I am trying to create a Apache Spark docker container, mainly for self learning purposes.
So, I know (not enough details) but there are vulnerability issues with log4j1.2.17 jar.
Having said that, I have the following Dockerfile(some contents have been stripped off)

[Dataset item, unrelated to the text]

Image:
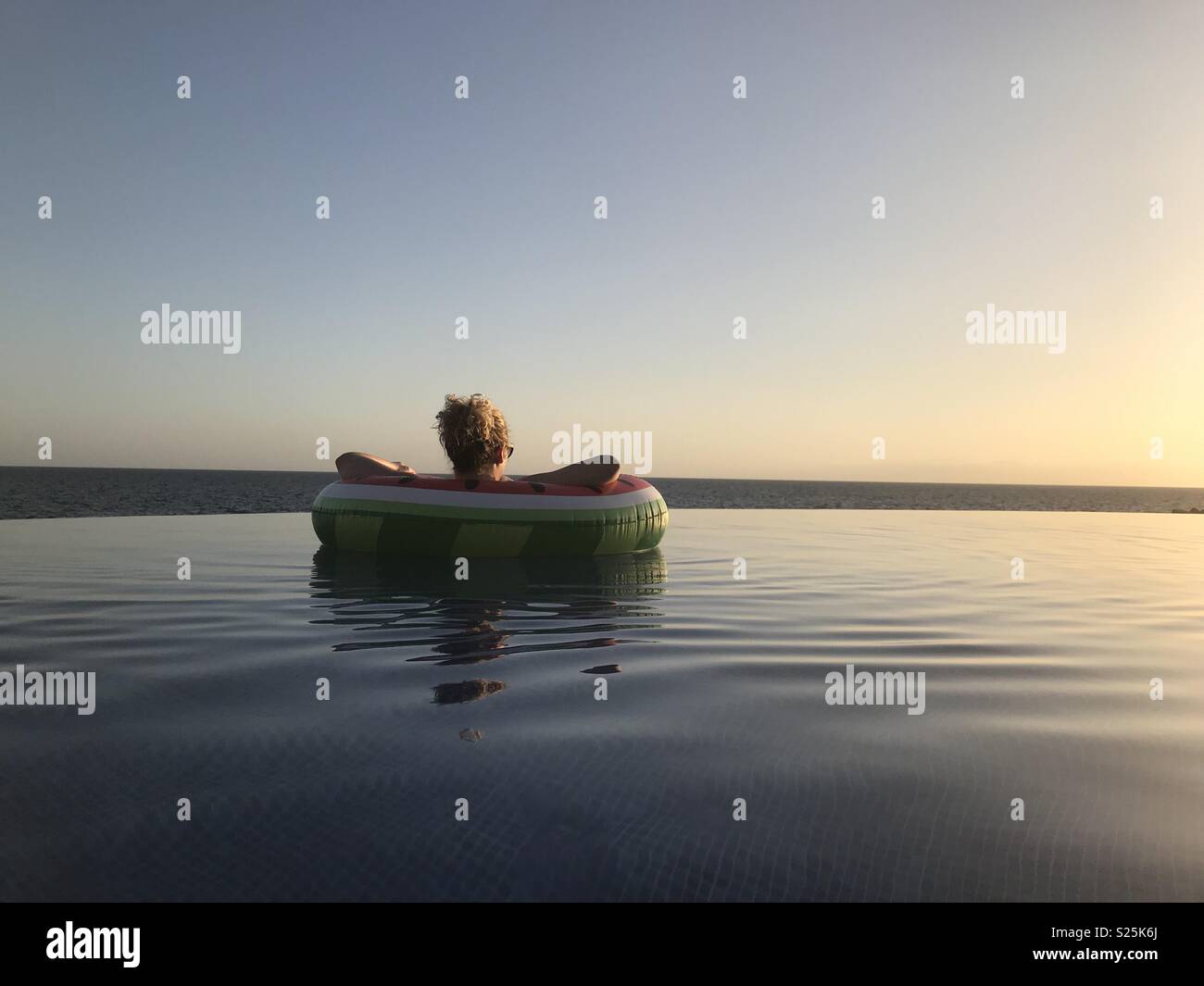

FROM ubuntu:20.04 #for having atleast python3.8
# avoid stuck build due to user prompt
ARG DEBIAN_FRONTEND=noninteractive
# Some apt-get commands here
# Install Spark
ENV SPARK_HOME /opt/spark
ENV PATH="${SPARK_HOME}/bin:${PATH}"
ENV PATH="${SPARK_HOME}/python:${PATH}"
ENV PYSPARK_PYTHON python3
ENV JAVA_HOME="/usr/lib/jvm/java-8-openjdk-amd64/jre"
# Download apache spark
RUN cd /
RUN wget https://dlcdn.apache.org/spark/spark-3.5.0/spark-3.5.0-bin-hadoop3.tgz
RUN tar zxvf spark-3.5.0-bin-hadoop3.tgz
RUN mv /spark-3.5.0-bin-hadoop3 $SPARK_HOME
RUN rm $SPARK_HOME/jars/log4j-1.2.17.jar <---- FAILS on this line
RUN wget -O $SPARK_HOME/jars/log4j-core-2.17.0.jar https://repo1.maven.org/maven2/org/apache/logging/log4j/log4j-core/2.17.0/log4j-core-2.17.0.jar
RUN wget -O $SPARK_HOME/jars/log4j-api-2.17.0.jar https://repo1.maven.org/maven2/org/apache/logging/log4j/log4j-api/2.17.0/log4j-api-2.17.0.jar
RUN wget -O $SPARK_HOME/jars/log4j-1.2-api-2.17.0.jar https://repo1.maven.org/maven2/org/apache/logging/log4j/log4j-1.2-api/2.17.0/log4j-1.2-api-2.17.0.jar
# Some more commands after this...
I am running the above script via a Jenkins build. The build fails with
13:47:45 #14 0.296 rm: cannot remove '/opt/spark/jars/log4j-1.2.17.jar': No such file or directory
13:47:45 #14 ERROR: process "/bin/sh -c rm $SPARK_HOME/jars/log4j-1.2.17.jar" did not complete successfully: exit code: 1
13:47:45 ------
13:47:45 > [ 9/28] RUN rm /opt/spark/jars/log4j-1.2.17.jar:
13:47:45 0.296 rm: cannot remove '/opt/spark/jars/log4j-1.2.17.jar': No such file or directory
So,
- should i just remove the
RUN rm
line? or - do an
ls
first -> check in the output if there actually exists the said jar -> then userm
command?
Any thoughts or pointers on what I might be missing?
2
Answers
Since Spark 3.3, Log4j 1.x is not used (cf. upgrade notes). Therefore you can remove the 4 lines that deal with logging.
No need to replace
log4j
because it’s already using a more recent (and secure) version. See screenshot below. The version does not have the CVE-2021-44228 vulnerability.